すべての事業は、「経費=出資」が先で、その結果が「売上」となって、残ったのが「利益(損失)」だという正しい順番を忘れてしまうのである。
すると、資本主義がもしも「ある」とすれば、それは、「創業時からのしばらくの間」であって、数期も経てば、前資本になってしまうのである。

このことを、ドラッカーは「利益は存在しない」といった。
しかもこの大御所は、「期間損益」を否定していたのである。
会計学の1年生にも、いかようにも化粧ができるといって批判した。

すなわち、ドラッカーを相手に世人が大御所と呼んだのは、世人が資本主義をぜんぜん理解していないから、大御所になったのである。
もし、投資家たる資本家が、儲けるために出資するのではなく、信頼できる仲間をたすけるために出資するなら、それが資本主義なのである。

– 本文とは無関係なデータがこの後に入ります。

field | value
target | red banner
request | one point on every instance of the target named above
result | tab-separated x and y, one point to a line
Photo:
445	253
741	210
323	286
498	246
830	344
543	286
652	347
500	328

あるいは、人類に役に立つ、物やサービスを提供する、というごく小さな一点にだけ、資本主義が存在できる場所がある。

これを、アイン・ランドは、「資本主義は道徳的だ」と喝破したのであった。
ゆえに、資本主義は未来のシステムになる。

すなわち、儲けるためだけ(儲け主義)という、目的自体が非道徳だといわれて、そしてそれが資本主義批判の「王道」になったのは、マルクスの論に乗っているばかりか、そもそも資本主義は儲け主義を内包しないからである。

これこそが、「幻影」という理由で、儲けることを善とする現代も、あいかわらず前資本のままなのだとわかるのである。
これは、テクノロジーの発展とは関係のない、人々の「道徳」に依存するから、とてつもなく成立が困難な社会体制のことでもある。